Thomas J. Leeper > Teaching > Public Opinion, Political Psychology, and Citizenship > Problem Set 4

Problem Set 4: Experimentation

Purpose

The purpose of this problem set is to assess your understanding of one key method of quantitative public opinion research: experimental design and analysis.

Your Task

  1. In your own words, explain the “fundamental problem of causal inference” and how experiments provide a solution to that problem.

  2. A researcher wants to understand how a televised party leaders debate affected citizens’ vote intentions and considers two alternative research designs. The first design involves interviewing a representative sample of citizens, asking whether they watched the debate, and comparing vote intentions among viewers and non-viewers. The second design involves recruiting a non-representative sample of citizens into a laboratory session where one half of participants are randomly assigned to watch the debate and the other half is randomly assigned to watch a non-political program. Vote intentions are measured at the end of the laboratory session. Discuss the trade-offs involved in these designs, including what would be required to obtain an estimate of the causal effect of the debate on vote intentions in each design.

  3. How do we know if randomization “worked”? In other words, how do we know that experimental groups are identical to one another except for the difference in the experimentally manipulated variable?

  4. Consider an experiment on 500 individuals in which one group is randomly assigned to read a treatment message from David Cameron support the “Remain” position in the upcoming European Union referendum and another group is assigned to a control condition that receives no information. Measures of opinions for the European Union are recorded for both groups on a 0 to 1 scale, with higher scores indicating greater favorability toward British membership in the European Union.

a. Assuming the treatment group mean score was 0.68 and the control group mean score was .51, what is the average treatment effect? Is this substantively large or small?

b. Assuming the t-statistic for the mean-difference is 1.76, should we consider this effect to be statistically large and distinguishable from zero?

  1. The statistical power of a two-sample t-test (which is, in essence, the power of a posttest-only, two-group experimental design) is influenced by four things: the size of each experimental group, the difference-in-means (i.e., difference in mean values of the outcome in the two groups), the variance of the outcome measure, and alpha (the significance level or “Type 1” error probability).

a. If alpha (the Type 1 error probability) is 0.05, how often should we expect to find a “statistically significant” effect size when one is not present?
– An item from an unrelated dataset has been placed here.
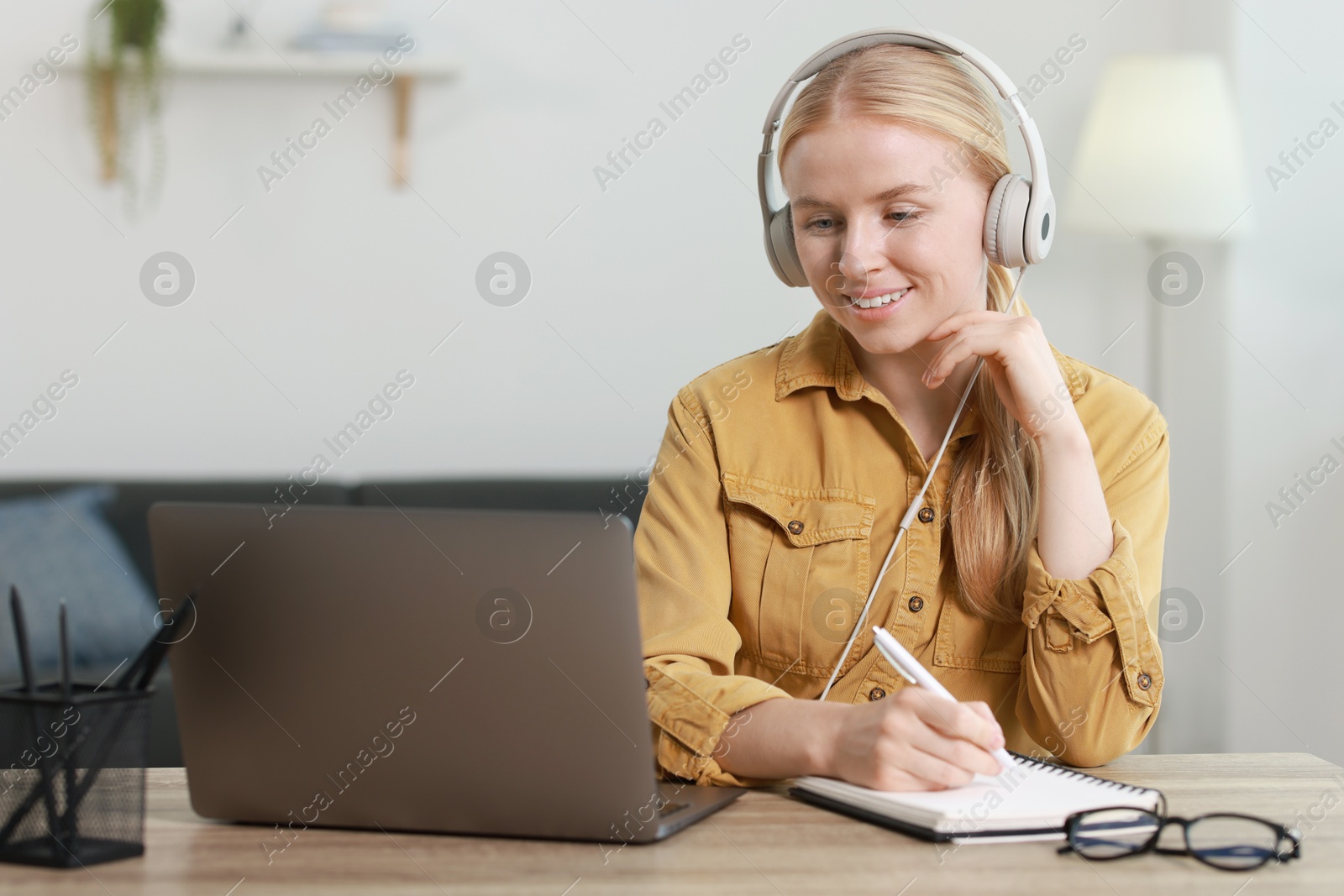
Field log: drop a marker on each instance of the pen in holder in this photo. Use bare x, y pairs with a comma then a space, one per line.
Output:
73, 774
73, 757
b. If you increase the size of your treatment groups in an experiment while the expected effect size remains unchanged, what happens to the power of your experiment? Are you more or less likely to obtain a “false negative” result? What about “false positives”?

c. Imagine we are expecting to find a small effect but we can only collect a small number of observations in our experiment, so the minimum detectable effect size in our study is larger than the effect size we would expect to observe given our theory. If our experiment reveals an effect that is statistically distinguishable from zero, what are the two possible interpretations of this result?

  1. Consider an experiment in which the effect of a treatment is measured using a single survey question. Assuming a given effect size, and that we cannot change alpha or the size of the experimental groups, what practical action can we do to increase the power of our experimental design?

Submission Instructions

Please submit your answers as a PDF document via Moodle. It should be no more than 4 pages, single-spaced, in Times New Roman font size 12, on A4 paper with standard 2.54cm margins. This problem set is self-assessed. A solution set will be provided on the course website and the activity will be discussed in class.

Feedback

Group feedback will be provided during class. If you would like more specific individual feedback on your work, please ask the instructor during office hours.